It could have come straight from the pages of an Agatha Christie novel. An attractive young woman leaves the big city and starts a new life on an idyllic holiday island. Outgoing and vivacious, she has a string of affairs with local men.

Two years later, 29-year-old Janelle Patton is found dead, hacked to death by an unknown assailant, her body dumped at a cliff-top beauty spot. The murder case has transfixed Sydney, Patton's home town, a city which thrives on scandal and innuendo. Despite an exhaustive police investigation, the killer has not been caught.

Much of the fascination with the murder is tied up with the dark history of far-flung Norfolk Island, where Patton was killed. In the 19th century, the British used the volcanic outcrop, which lies 1,600km northeast of Sydney in the South Pacific, as a penal colony for their most hardened convicts.

It acquired a reputation for barbarity and cruelty, 'a place of the extremest punishment short of death', in the words of one colonial official. Later, it was populated by descendants of the Bounty mutineers, 200 of whom were moved from their cramped home on Pitcairn Island, another tiny dot in the Pacific, in 1856. Even today, about one-third of Norfolk's population is descended from the mutineers.

They are famously secretive, and speak to each other in a strange patois which combines Polynesian words with 18th century English. It was against this backdrop that Patton arrived in 2000. She found work in the tourism industry and began a series of relationships with local men.

On Easter Sunday, 2002, she went for her daily stroll through the rolling hills.
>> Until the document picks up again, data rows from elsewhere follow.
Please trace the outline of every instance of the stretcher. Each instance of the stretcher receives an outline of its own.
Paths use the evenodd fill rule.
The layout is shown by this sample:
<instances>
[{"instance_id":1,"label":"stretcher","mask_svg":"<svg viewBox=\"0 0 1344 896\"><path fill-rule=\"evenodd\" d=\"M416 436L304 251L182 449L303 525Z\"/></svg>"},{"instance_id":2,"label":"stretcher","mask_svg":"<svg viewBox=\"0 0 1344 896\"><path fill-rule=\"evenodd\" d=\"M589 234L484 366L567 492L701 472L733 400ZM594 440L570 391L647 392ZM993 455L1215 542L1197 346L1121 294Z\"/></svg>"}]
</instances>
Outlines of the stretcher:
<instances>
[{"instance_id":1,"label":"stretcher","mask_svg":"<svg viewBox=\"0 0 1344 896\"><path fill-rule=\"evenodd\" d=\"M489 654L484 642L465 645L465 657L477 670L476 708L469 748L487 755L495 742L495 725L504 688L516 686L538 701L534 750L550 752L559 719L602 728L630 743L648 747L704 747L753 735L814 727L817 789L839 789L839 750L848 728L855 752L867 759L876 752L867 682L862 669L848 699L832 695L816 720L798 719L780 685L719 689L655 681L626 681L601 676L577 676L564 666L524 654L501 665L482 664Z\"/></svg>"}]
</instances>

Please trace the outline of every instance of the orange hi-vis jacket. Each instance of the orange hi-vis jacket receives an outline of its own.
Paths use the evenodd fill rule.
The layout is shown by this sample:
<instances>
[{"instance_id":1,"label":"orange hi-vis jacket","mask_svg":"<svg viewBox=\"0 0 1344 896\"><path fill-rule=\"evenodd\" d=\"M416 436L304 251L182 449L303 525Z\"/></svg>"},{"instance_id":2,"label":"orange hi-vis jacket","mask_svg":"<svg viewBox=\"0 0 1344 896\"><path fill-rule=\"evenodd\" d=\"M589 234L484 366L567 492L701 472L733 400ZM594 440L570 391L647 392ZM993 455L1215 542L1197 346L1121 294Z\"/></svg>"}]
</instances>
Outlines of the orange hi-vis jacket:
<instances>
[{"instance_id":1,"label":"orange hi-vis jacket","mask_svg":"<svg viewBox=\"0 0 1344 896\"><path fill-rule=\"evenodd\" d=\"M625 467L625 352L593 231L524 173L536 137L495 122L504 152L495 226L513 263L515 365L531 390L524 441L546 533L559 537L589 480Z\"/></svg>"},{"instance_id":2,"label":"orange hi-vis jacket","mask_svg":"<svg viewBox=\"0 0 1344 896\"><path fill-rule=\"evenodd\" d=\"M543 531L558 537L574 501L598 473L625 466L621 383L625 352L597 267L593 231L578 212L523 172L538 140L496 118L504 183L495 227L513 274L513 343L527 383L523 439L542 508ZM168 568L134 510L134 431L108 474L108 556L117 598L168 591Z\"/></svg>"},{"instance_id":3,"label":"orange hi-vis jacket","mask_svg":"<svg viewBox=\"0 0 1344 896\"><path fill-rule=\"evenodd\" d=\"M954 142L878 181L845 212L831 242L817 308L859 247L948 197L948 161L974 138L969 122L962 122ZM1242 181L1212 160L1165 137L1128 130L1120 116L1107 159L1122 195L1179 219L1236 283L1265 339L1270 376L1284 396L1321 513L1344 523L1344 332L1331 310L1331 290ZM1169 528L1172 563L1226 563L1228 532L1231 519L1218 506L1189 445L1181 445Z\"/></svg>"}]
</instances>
It was the last time she was seen alive. Her body, found wrapped in plastic, bore the marks of a desperate struggle, including a 15cm stab wound to the chest and 63 other injuries.

The murder sent shockwaves through Norfolk's close-knit community. It was the first violent killing in nearly 150 years. Police were called in from mainland Australia, and hundreds of locals and tourists were fingerprinted. Detectives failed to find a match to clues found at the murder site. A reward of A$300,000 (HK$1.7 million) also failed to help solve the mystery. Last month, after three days of exhaustive evidence, an inquest recorded an open verdict.

In the latest twist, however, an Australian politician has claimed that police know the killer's identity but cannot arrest the male islander because of a lack of proof. The authorities are considering reopening the inquest. In the meantime, the rumour-mill continues, with speculation that Patton was killed either by a spurned lover, or a jealous wife or girlfriend.